To people like University of South Florida graduate Erica Glynn, internships were vital to her success. But she doubts her former employers followed Fair Labor Standards to the letter.
"I think part of being an intern is to do things that paid employees do," she says. "Did I necessarily do things that a paid employee would do? Of course, but they weren't to the extent of what a paid employee would do."
At this point, I should mention, that I, too, am an unpaid intern. And like Erica, who has since been hired by a New York advertising firm, I want to do the job, not just learn about it.
I can't help but think that I'm just paying my dues.
I always thought interns were kind of like squires, back during the medieval times . You follow a knight from town to town carrying his armor and polishing his weapons, all in the hope that one day you'll be the one swinging the sword; getting the glory.
But is it possible that the Fair Labor Standards Act is to blame? After all, how beneficial can an internship be unless you get to do the job? Maybe it should focus on making it easier for interns to report those that require long hours and menial tasks, like those given to the Black Swan interns.

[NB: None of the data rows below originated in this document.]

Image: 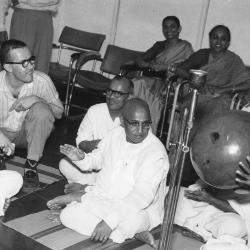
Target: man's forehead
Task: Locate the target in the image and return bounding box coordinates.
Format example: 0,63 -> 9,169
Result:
9,47 -> 31,60
125,107 -> 151,121
110,79 -> 130,91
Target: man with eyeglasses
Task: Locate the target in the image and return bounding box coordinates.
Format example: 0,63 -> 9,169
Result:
61,76 -> 133,193
0,39 -> 63,188
0,0 -> 60,74
47,98 -> 169,246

There should be a more of a give-and-take relationship between employers and interns. Here at WUSF, I get to set my own schedule, usually under 15 hours a week, and am mentored by people who have been doing what I want to do for at least a decade.
You see, my generation, we expect obstacles. We're the jaded byproduct of an era economic turmoil and an American Dream that appears to be inherently tied to debt. We don't expect anything to be easy. But throwing out an archaic law sounds like a good first step.